This is a list of players who scored over 100 goals in Major League Soccer, the top flight men's soccer league of the United States and Canada, dating back to its inaugural season in 1996. This list does not include goals scored in the MLS Cup playoffs. Thirteen players have reached the milestone.

The first MLS player to reach 100 goals was Jason Kreis on August 13, 2005, with his goal in Real Salt Lake's 4–2 loss to the Kansas City Wizards (now Sporting Kansas City). On August 22, 2007, Jaime Moreno took the record from Kreis with his 109th goal, a penalty in a 3–1 win over his former team the New York Red Bulls. Moreno retired in 2010 with 133 goals and held the record until August 27, 2011, when Jeff Cunningham scored his final MLS goal for Columbus Crew SC in their 6–2 defeat at Seattle Sounders FC. On May 25, 2014, Landon Donovan broke the record with his 135th goal in a 4–1 Los Angeles Galaxy win over the Philadelphia Union; he retired in 2016 with 145 goals.
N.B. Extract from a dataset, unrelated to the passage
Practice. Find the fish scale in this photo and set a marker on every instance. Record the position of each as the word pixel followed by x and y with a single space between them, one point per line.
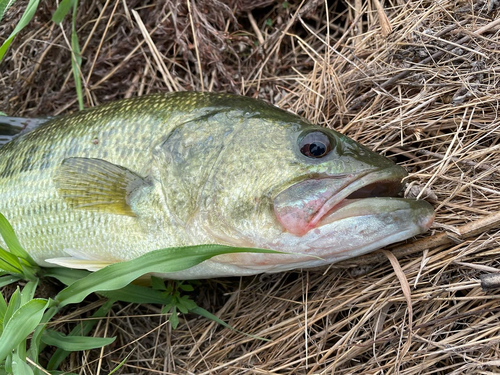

The record was subsequently broken on May 18, 2019, as Chris Wondolowski scored his 146th goal in a 4–1 win for the San Jose Earthquakes over the Chicago Fire.

Of the thirteen players, eight are Americans and one, Dwayne De Rosario, is Canadian. The highest-scoring foreigner is Kei Kamara of Sierra Leone, with 147 goals. Kamara moved to the U.S. as a refugee at 16 and attended high school and college in the U.S. before turning pro. Jaime Moreno of Bolivia and Bradley Wright-Phillips of England are the highest scoring players from South America and Europe respectively.

==List==
- Bold shows players still playing in Major League Soccer.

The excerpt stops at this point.